ABSTRACT The Alzheimer's Disease Cooperative Study-Clinical Global Impression of Change (ADCS-CGIC) was modified for use in mild cognitive impairment (MCI) trials and tested in the ADCS MCI randomized clinical trial of donepezil, vitamin E, and placebo. We assessed feasibility for its use by determining whether or not: (1) it distinguished a medication effect at 6 months and 12 months, (2) baseline demographic or clinical characteristics predicted change, (3) there was an association between MCI-CGIC and change in other clinical measures in order to evaluate external or concurrent validity.
We used a generalized estimating equations approach for ordinal outcome data to test the effects of treatment, baseline characteristics, and change in clinical measures on the MCI-CGIC over 12 months, and ordinal logistic regression to assess the association between MCI-CGIC and change in clinical measures at 6 months and 12 months.
On the MCI-CGIC overall, 12.9% and 10.6% were rated as having improved, and 31.6% and 39.8% as having worsened over 6 months and 12 months, respectively. The MCI-CGIC did not distinguish the donepezil or vitamin E groups from placebo at 6 and 12 months treatment. Variables at screening or baseline that were associated with worse CGIC scores over 6 and 12 months included white race, greater years of education, worse depression, dementia severity rating, cognitive, and daily activities scores, and lower memory domain scores on a neuropsychological battery. Rate of worsening on the MCI-CGIC over 12 months was associated with change on the Alzheimer Disease Assessment Scale-cognitive and on executive function. Worsening at 6 months and 12 months, separately, were associated with the corresponding change in Alzheimer Disease Assessment Scale-cognitive, Activities of Daily Living, Beck Depression Inventory, Mini-Mental State Examination, Clinical Dementia Rating sum of boxes, memory, and executive function.

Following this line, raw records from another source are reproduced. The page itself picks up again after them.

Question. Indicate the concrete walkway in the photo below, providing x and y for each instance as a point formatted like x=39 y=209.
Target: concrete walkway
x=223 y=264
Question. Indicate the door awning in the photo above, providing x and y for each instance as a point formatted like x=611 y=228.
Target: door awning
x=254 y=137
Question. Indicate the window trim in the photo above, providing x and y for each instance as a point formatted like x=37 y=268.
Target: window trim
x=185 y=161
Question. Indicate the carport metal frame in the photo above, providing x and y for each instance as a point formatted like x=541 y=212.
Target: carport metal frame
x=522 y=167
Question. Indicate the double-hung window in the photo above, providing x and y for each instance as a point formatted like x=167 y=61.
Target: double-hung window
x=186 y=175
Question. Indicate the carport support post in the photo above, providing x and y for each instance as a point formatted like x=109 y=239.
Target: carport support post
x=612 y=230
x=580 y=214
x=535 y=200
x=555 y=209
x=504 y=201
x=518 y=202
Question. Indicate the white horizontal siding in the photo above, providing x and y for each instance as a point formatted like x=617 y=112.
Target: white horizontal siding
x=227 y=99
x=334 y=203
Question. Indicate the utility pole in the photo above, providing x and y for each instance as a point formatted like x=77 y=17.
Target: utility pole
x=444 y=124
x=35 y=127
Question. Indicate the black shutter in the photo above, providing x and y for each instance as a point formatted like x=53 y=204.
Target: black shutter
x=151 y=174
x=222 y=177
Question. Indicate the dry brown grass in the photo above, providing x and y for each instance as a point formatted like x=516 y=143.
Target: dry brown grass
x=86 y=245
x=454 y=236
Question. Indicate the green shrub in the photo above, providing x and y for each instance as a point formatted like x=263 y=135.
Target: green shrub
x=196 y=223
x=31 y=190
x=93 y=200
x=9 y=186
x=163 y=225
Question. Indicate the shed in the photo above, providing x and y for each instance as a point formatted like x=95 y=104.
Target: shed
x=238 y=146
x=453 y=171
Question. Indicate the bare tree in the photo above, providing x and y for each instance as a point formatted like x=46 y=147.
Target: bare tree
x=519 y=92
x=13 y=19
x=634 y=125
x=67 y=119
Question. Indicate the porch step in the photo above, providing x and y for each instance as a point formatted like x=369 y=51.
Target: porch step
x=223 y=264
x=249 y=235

Change detected by the MCI-CGIC was associated with baseline clinical severity and with change in clinical ratings over 6 and 12 months, supporting the validity of a CGIC approach in MCI. The effect size of the donepezil-placebo difference was similar to that of other outcomes at 12 months. About 40% of MCI patients were judged worse and about 11% improved, consistent with clinical experience and other ratings.